Here’s an example script:

from selenium import webdriver
from selenium.webdriver.common.by import By
from selenium.webdriver.common.action_chains import ActionChains
import time

# Set up WebDriver (make sure to download and specify the path to your WebDriver)
driver = webdriver.Chrome(executable_path="path_to_chromedriver")

try:
    # Open the URL
    driver.get("https://dibbs2.bsm.dla.mil/Downloads/RFQ/Archive/ca210731.zip")

    # Wait for the "OK" button to appear
    time.sleep(5)  # Adjust this depending on your network speed

    # Click the "OK" button
    ok_button = driver.find_element(By.XPATH, "//input[@value='OK']")
    ok_button.click()

    # Wait for the download to complete
    time.sleep(10)  # Adjust this as needed based on file size and download speed

finally:
    # Close the browser
    driver.quit()

Notes:

  1. Download Location: By default, the file will download to the browser's default download directory. To specify a custom download location, configure browser options:

    from selenium.webdriver.chrome.options import Options
    
    chrome_options = Options()
    chrome_options.add_experimental_option("prefs", {
        "download.default_directory": "/path/to/your/download/directory",
        "download.prompt_for_download": False,
    })
    driver = webdriver.Chrome(executable_path="path_to_chromedriver", options=chrome_options)
    
  2. Headless Mode: If you don’t want the browser window to appear, you can run the browser in headless mode:

    chrome_options.add_argument("--headless")
    chrome_options.add_argument("--disable-gpu")
    

Alternative (Manual Cookies and Headers with Requests)

If you can identify the HTTP request sent after clicking the "OK" button (using browser developer tools), you may be able to mimic the behavior using requests.

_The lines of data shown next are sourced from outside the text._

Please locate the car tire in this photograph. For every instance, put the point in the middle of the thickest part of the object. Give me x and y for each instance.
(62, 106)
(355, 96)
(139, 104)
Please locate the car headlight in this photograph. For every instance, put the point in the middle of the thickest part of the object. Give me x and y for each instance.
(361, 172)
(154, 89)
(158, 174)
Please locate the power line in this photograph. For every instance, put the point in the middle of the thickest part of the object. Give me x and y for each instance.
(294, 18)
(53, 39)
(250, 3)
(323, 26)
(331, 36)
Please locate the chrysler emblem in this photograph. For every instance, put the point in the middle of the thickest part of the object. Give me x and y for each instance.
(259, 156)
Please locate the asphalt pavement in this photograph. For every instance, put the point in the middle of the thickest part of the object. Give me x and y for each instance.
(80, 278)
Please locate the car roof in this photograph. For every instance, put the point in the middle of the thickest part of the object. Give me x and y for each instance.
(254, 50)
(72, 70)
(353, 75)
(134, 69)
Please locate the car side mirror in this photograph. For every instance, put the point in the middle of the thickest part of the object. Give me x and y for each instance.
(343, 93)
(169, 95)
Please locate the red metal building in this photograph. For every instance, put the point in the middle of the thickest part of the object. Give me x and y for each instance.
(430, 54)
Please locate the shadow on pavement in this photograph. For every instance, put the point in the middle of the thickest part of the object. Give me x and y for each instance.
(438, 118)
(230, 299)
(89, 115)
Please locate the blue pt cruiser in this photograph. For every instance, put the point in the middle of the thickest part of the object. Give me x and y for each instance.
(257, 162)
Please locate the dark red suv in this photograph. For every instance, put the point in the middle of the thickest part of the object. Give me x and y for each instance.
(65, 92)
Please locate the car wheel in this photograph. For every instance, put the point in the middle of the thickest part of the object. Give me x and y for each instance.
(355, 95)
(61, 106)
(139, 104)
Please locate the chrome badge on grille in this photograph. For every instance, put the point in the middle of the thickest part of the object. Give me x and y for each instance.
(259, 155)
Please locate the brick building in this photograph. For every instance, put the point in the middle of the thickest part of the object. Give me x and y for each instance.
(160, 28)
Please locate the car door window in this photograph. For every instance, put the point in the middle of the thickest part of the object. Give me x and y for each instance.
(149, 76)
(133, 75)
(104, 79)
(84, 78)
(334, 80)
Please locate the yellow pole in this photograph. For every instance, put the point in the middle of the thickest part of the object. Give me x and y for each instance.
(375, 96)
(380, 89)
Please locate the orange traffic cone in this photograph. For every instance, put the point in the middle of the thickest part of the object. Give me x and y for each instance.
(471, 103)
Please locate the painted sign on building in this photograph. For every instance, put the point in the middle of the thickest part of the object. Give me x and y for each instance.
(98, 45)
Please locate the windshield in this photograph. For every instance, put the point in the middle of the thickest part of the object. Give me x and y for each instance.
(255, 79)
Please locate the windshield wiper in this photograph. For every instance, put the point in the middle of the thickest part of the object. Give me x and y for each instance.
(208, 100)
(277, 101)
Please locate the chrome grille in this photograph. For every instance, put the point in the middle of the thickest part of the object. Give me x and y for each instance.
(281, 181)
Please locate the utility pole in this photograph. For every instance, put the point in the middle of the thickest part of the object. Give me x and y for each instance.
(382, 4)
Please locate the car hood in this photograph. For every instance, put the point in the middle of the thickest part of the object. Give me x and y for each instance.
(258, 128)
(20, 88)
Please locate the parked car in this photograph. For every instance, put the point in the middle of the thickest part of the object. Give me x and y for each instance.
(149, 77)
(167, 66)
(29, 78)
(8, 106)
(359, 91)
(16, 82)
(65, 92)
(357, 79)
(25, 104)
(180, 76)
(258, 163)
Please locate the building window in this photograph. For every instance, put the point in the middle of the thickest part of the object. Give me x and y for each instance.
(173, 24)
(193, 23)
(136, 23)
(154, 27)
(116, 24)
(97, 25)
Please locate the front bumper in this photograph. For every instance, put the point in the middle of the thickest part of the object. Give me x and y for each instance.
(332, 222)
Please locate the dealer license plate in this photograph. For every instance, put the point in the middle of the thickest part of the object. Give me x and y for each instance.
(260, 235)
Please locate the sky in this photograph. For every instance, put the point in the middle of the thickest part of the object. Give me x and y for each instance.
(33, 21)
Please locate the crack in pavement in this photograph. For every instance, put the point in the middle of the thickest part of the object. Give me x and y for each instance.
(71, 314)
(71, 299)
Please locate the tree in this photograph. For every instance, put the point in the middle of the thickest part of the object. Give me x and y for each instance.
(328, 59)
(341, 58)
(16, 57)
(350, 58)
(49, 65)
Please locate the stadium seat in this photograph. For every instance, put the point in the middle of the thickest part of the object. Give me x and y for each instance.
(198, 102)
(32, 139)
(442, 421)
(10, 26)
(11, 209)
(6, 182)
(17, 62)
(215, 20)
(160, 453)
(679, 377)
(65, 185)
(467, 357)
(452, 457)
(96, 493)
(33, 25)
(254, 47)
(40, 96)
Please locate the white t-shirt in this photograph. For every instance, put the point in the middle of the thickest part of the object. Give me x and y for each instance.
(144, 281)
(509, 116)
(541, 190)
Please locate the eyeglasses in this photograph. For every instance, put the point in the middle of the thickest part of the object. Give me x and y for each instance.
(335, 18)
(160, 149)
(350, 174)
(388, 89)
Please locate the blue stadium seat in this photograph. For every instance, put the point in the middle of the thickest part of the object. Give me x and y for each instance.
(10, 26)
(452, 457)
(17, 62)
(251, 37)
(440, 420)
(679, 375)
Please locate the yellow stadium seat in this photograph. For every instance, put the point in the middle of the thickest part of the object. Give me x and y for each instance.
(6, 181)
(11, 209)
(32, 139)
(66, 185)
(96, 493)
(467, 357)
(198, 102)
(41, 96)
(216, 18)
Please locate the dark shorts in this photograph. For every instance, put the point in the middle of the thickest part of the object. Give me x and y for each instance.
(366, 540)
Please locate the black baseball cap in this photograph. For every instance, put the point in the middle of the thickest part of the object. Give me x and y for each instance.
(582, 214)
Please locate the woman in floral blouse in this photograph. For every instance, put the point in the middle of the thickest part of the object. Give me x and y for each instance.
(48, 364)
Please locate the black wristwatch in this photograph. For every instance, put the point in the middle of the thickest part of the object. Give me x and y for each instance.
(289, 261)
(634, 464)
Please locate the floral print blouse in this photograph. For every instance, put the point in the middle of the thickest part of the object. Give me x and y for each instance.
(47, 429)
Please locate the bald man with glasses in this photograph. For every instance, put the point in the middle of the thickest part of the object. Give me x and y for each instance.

This requires:

  • Capturing the headers and cookies after the "OK" interaction.
  • Reproducing the exact request.

For example:

import requests

headers = {
    # Add headers captured from the browser
}
cookies = {
    # Add cookies captured from the browser
}
url = "https://dibbs2.bsm.dla.mil/Downloads/RFQ/Archive/ca210731.zip"

response = requests.get(url, headers=headers, cookies=cookies)
with open("downloadedfile.zip", "wb") as f:
    f.write(response.content)

However, using Selenium is often simpler for such cases.